I think it highly unlikely that the initiator and the new person they were driven to be with will ever find anything like the happiness they had before it all started. Even the new guy will have trust issues as he knows he is with a woman who chose to be unfaithful to her husband. Plus he’ll more than likely be blamed by her for breaking up her marriage, so she’ll resent him somewhere down the line.

And then after all that as you say the wondering wife, if she does ever try and get back with her husband will eventually wake up and understand that he truly has moved on and wants nothing to do with her unless dependent children are involved.

Bob


----------



## Wisp (Jul 17, 2010)

The affair is not over until she c*eases to contact him*

Create a journal; you need to right down the history of what has happened. Share this with whoever cares even her family use this under the context of recovering the marriage. 

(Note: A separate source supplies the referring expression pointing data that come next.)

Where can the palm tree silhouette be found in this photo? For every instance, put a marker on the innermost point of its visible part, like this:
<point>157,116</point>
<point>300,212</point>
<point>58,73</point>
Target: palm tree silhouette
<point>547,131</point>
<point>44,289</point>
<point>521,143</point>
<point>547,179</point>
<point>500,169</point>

Find details on the OM , numbers , married , etc as much as you can - out him to his wife - keep him busy and off your wife.

Follow AFEH's advice even use the following link to confirming where she is in this EA and let her see for herself what she has become. 

Infidelity, Cheating Wives - Women's Infidelity

You need to break to contact with the OM somehow.

There is a Plan A and B on this forum start following it you are in for a rough ride, the longer you wait to start the worse it gets. Tanelornpete has it in one of his threads if you cant find it Private Message him


----------



## smitty9 (Jan 10, 2010)

Thanks everybody for the responses. I agree with most of you on what you are saying and am already going a good bit of what you are saying to do. I am pretty sure that she has contacted this person in a good while, and the person has changed jobs a good while ago as well. The thing that concerns me now, is the others at her work who (from what I've heard) all have these little affairs/fantasies with others. I don't know of anything else that has happened, but the other side of it a couple of her good friends are going through divorces/just got divorced and i could see her following in their footsteps. I do plan on having a private talk with her and even writing some things down for her to ponder. I love her dearly, but something has to change


----------



## Wisp (Jul 17, 2010)

Perhaps during your conversations make it clear that you both will continue work on your relationship and somewhere in the conversation state that divorce is not an option,,,"just because your friends are doing it does not means we are" type comment.

Put a clear line in the sand that you are more than prepared to fight for the love of your wife. A clear distinction between her and her friends is you love her enough to keep the marriage intact


----------